Uni Bayreuth zweimal dabei Fördermittel für das Design neuartiger Biomaterialien

Prof. Thomas Scheibel, Lehrstuhl für Biomaterialien. Foto: red

Exzellenzverbünde in Bayern: Freistaat vergibt 32 Millionen in den nächsten fünf Jahren. Bayreuth forscht Biomaterialien und ökologischen Folgen des globalen Wandels.

Bayreuth/München - Mit rund 32 Millionen Euro fördert der Freistaat mit dem Programm „Exzellenzverbünde und Universitätskooperationen“ (EVUK) sechs übergreifende Forschungsprojekte in den nächsten fünf Jahren. Wie das Wissenschaftsministerium in München mitteilte, ist die Universität Bayreuth an zwei von fünf Förderanträgen beteiligt.

Die Bayreuther Universität erhält zum einen eine Förderzusage für das Projekt „Function by Design: Cellular Hybrids“ zum Thema Biomaterialien. Der zweite Antragsteller ist die Julius-Maximilians-Universität Würzburg (JMU). Auf eigene Kosten wird zudem die Friedrich-Alexander-Universität Erlangen-Nürnberg (FAU) daran mitwirken.

Biomedizinische Werkstoffe

Der Sprecher dieses Verbundes ist nach Angaben der Universität der Bayreuther Professor Thomas Scheibel vom Lehrstuhl Biomaterialien. Im Mittelpunkt der Forschungsarbeiten stehen sogenannte zelluläre Hybridmaterialien.
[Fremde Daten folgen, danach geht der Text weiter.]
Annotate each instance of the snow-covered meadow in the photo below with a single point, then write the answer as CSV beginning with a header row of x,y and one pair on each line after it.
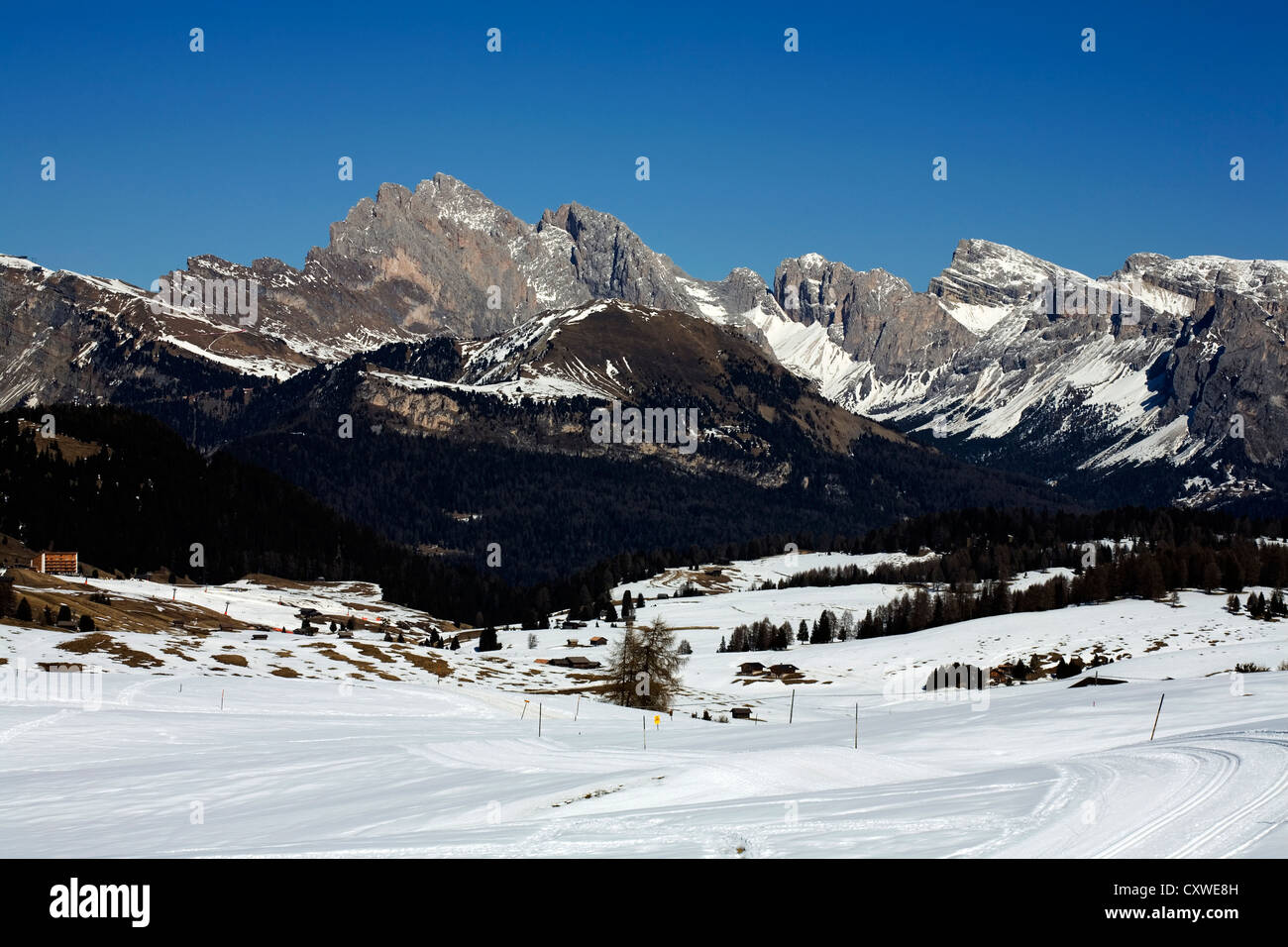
x,y
369,751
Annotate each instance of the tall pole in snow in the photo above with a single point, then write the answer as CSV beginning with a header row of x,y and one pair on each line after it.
x,y
1157,715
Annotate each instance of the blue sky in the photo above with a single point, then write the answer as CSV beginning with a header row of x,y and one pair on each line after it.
x,y
755,154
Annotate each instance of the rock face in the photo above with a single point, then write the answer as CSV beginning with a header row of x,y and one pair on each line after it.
x,y
875,317
1170,367
446,261
1176,367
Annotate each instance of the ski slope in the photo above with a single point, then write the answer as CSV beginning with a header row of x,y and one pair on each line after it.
x,y
365,751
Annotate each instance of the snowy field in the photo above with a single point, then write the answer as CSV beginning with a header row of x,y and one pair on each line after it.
x,y
356,754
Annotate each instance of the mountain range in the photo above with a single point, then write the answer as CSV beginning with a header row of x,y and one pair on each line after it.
x,y
434,311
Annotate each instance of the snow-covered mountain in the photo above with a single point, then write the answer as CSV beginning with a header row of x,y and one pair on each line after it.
x,y
1173,367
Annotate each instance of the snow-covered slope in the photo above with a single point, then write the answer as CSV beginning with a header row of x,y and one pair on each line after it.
x,y
501,755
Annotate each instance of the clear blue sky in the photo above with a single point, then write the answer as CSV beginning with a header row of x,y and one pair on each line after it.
x,y
756,154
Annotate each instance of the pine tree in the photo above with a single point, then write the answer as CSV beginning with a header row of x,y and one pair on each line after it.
x,y
643,668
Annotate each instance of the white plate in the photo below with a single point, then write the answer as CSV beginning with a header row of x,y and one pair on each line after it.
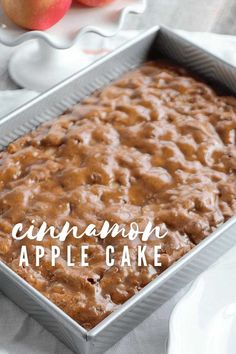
x,y
106,21
204,321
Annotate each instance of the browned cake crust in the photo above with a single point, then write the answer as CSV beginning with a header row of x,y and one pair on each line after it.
x,y
156,145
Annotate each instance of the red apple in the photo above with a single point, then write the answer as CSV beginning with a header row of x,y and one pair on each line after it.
x,y
94,3
35,14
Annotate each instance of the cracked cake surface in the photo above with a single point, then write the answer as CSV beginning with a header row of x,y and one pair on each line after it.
x,y
157,145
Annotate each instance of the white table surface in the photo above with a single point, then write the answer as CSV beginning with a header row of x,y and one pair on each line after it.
x,y
19,334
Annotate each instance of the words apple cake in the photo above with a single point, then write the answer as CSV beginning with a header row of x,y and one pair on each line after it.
x,y
158,145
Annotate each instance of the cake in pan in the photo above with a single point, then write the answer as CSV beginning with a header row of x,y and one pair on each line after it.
x,y
157,145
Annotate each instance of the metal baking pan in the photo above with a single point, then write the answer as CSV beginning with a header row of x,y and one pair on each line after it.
x,y
149,45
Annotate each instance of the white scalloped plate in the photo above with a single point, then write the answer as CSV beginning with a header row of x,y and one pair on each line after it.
x,y
105,21
204,321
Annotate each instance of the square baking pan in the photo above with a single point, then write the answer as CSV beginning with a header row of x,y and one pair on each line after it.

Hierbei handele es sich um Polymere Werkstoffe, die über ihr Design eine zuvor nicht vorhandene Funktion erzielen, etwa für spezielle Anwendungen in oder am Menschen.

Dafür sollen diese Materialien zusammen mit menschlichen Zellen neue maßgeschneiderte Eigenschaften erzielen, Heilungsprozesse fördern oder biologische Funktionen übernehmen. „Material und Gewebe sind in diesen Hybriden kombiniert und werden in Zukunft eine entscheidende Bedeutung in der Biomedizin spielen.“ Zum Design solcher Materialien bedürfe es wissenschaftlicher Kenntnisse aus Natur-, Lebens- und Ingenieurwissenschaften und der Informatik.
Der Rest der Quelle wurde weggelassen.